No such problems haunted the Falcon 9 rocket’s descent Sunday, and officials said the landing would have been successful without the broken leg.

Officials admit landing on a ship presents more challenges the returning than booster to land, but if SpaceX eventually aims to recover and reuse all its Falcon 9 boosters, the barge is essential.

“Definitely harder to land on a ship,” Musk tweeted Sunday. “Similar to an aircraft carrier vs land: much smaller target area, that’s also translating & rotating.”

Debris from the Falcon 9 rocket after Sunday's landing attempt. Credit: SpaceX
Debris from the Falcon 9 rocket after Sunday’s landing attempt. Credit: SpaceX

Underwater thrusters on SpaceX’s drone ships keep the vessels in place, but the barge can spin and is susceptible to rocking from waves.

“However, that was not what prevented (Sunday’s landing) being good,” Musk tweeted. “Touchdown speed was ok, but a leg lockout didn’t latch, so it tipped over after landing.”

He added that a similar problem on a landing back on the coast would have probably had the same result.

High-energy Falcon 9 flights, like the next launch scheduled for early February from Florida with the SES 9 television broadcasting craft, must reach higher speeds during the first stage’s nearly three-minute burn, leaving no fuel to turn around and fly back to the launch site.

“Ship landings are not needed for flexibility or to save fuel costs,” Musk posted on Twitter. “Just not physically possible to return to launch site if speed at stage separation > ~6000 km/hr (3,728 mph).
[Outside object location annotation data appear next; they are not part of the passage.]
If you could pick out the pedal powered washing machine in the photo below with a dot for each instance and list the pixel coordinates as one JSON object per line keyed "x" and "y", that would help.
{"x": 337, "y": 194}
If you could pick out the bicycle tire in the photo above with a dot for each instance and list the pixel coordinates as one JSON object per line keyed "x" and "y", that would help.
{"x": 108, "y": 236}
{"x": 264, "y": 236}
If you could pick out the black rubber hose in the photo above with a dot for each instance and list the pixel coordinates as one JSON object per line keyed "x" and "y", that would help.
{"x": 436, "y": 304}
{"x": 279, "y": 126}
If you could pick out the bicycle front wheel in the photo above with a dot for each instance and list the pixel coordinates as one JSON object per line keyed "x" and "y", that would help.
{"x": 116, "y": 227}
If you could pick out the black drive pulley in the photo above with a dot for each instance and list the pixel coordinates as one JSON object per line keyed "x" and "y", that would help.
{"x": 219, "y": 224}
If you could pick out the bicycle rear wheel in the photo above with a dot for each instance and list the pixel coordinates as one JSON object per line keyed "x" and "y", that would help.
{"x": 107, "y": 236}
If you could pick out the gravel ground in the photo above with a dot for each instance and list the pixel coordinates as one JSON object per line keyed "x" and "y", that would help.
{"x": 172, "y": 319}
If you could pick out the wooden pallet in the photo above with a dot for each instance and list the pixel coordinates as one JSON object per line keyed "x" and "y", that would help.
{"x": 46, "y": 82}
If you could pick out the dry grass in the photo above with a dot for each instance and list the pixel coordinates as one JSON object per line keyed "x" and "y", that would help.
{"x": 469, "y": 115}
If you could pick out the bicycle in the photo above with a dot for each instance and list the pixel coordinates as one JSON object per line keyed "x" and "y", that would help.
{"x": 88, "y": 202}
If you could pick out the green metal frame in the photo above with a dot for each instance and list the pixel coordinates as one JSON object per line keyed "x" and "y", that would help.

With a ship, no need to zero out lateral velocity, so can stage at up to ~9000 km/h (5,592 mph).”

Most communications satellites are deployed into high-altitude trajectories on the way to geostationary orbit 22,300 miles (36,000 kilometers) above Earth, requiring extra speed over launches to low Earth orbit like the Jason 3 mission.

Hans Koenigsmann, SpaceX’s vice president of mission assurance, said before Sunday’s launch that the Falcon 9 rocket’s first stage could have returned to Vandenberg after the Jason 3 launch due to the satellite’s relatively low mass and low orbit.

But SpaceX could not secure environmental approval for the onshore landing in time.